Обнимаю тебя, думаю про жуткую тварь. Теперь ты не ругаешь меня, что думаю не о тебе, понимаешь, чем заняты мои мысли…

– Чем они отличаются от людей?

Смотрю на начальника охраны. В упор. Не выдерживает моего взгляда, отводит глаза.

Что-то скрывает…

– Трудно сказать. И всем, и ничем.

– Похожи на людей?

– Ну… и люди, и не люди. Одновременно.

– Это как?

– Ну… вот так.

– Ну, например?

– Ну… полное отсутствие логики. В поступках… в словах…

– Как же они живут среди людей?

– Вот как-то живут… как-то манипулируют, управляют нами, заставляют делать то, что надо не нам, а им.

– Не представляю, как можно меня заставить…

– Я тоже. А у них получается.

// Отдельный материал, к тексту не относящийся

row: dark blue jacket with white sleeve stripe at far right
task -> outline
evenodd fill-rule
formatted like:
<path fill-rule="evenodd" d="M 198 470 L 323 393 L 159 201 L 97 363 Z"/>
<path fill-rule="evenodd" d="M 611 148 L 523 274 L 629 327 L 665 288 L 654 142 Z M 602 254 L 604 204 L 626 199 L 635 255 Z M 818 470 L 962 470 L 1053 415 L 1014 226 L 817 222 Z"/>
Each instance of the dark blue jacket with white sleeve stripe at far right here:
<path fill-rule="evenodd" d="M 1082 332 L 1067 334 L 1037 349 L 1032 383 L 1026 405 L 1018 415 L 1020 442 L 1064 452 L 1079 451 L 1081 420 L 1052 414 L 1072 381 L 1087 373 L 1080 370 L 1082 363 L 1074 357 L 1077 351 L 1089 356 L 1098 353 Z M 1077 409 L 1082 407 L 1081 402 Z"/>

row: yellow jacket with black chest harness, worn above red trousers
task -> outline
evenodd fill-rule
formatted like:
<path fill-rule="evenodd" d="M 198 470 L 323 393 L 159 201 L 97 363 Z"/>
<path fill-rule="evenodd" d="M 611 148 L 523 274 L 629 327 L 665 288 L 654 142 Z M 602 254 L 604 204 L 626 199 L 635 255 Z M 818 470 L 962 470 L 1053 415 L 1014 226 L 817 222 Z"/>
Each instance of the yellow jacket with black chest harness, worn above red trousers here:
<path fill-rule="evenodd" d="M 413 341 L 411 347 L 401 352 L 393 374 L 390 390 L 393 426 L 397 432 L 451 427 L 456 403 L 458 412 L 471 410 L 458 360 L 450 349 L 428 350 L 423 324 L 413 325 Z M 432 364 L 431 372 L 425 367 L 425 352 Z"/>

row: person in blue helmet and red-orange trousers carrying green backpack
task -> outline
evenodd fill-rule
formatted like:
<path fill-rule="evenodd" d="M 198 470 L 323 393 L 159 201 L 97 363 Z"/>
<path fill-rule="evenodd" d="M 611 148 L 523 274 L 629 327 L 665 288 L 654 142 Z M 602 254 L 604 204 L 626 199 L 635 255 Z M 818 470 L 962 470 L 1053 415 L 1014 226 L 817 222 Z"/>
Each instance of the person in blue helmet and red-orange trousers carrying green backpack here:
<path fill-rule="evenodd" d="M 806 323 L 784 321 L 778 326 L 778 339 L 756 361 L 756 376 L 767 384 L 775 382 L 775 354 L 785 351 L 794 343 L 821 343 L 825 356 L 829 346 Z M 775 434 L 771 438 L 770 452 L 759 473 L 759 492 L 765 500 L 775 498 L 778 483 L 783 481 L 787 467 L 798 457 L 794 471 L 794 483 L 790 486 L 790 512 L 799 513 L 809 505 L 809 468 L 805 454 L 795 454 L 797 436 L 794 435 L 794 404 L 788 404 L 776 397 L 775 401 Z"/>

Сам не поймёшь, как сделаешь для них всё. Возможное и невозможное.

– Гипнотизёры?

– Трудно сказать.

– Это… как его… эн-эл-пэ?

– М-м-м… возможно. Но тут всё сложнее. Много сложнее, – начальник охраны бледнеет, никогда не видел его таким, – сейчас они всё больше теряют над нами власть. Кажется, люди начинают чувствовать, что ими кто-то правит. И выходят из-под чужой тирании.

– Поэтому… они решили убить меня?

– Не только вас, господин секретарь. Не только вас.

…вспомнить бы ещё, что я там тебе понаобещал, а то потом снова начнутся скандалы, крики, вопли: ты меня не любишь, ты всё испортил, ты…

Уйти с поста…

Чёрта с два я уйду с поста, не проси.

Кто-то снова стучит в окно, то ли луна заблудилась в зарослях, то ли крадётся убийца.

Обнимаю тебя, спящую, ласково прижимаешься ко мне. Оглядываю полумрак спальни, где может быть эта тварь, если она здесь, может, прячется под кроватью, или таится за портьерой, или крадётся за шкафом…

Как мальчишка, разглядываю мороки ночи…

Дверь спальни распахивается с треском, вваливается что-то тёмное, даже не сразу понимаю – человек. Бросаюсь ему навстречу, вижу пушку в его руках, и почему-то не страшно за себя, боюсь за тебя, родная, любимая, единственная…

Он стреляет в тебя.

Раз, два, три, в голову, в голову.

Узнаю своего часового, стоявшего у дверей. Я так ошарашен, что даже не могу застрелить его, вообще не понимаю, что делать.

– Ты… ты чё, охренел?

– Господин секретарь… убийца обезврежен.

Ещё ничего не понимаю, смотрю на постель, на тебя, на то, что было тобой. На сине-зелёное месиво, растекающееся по подушкам.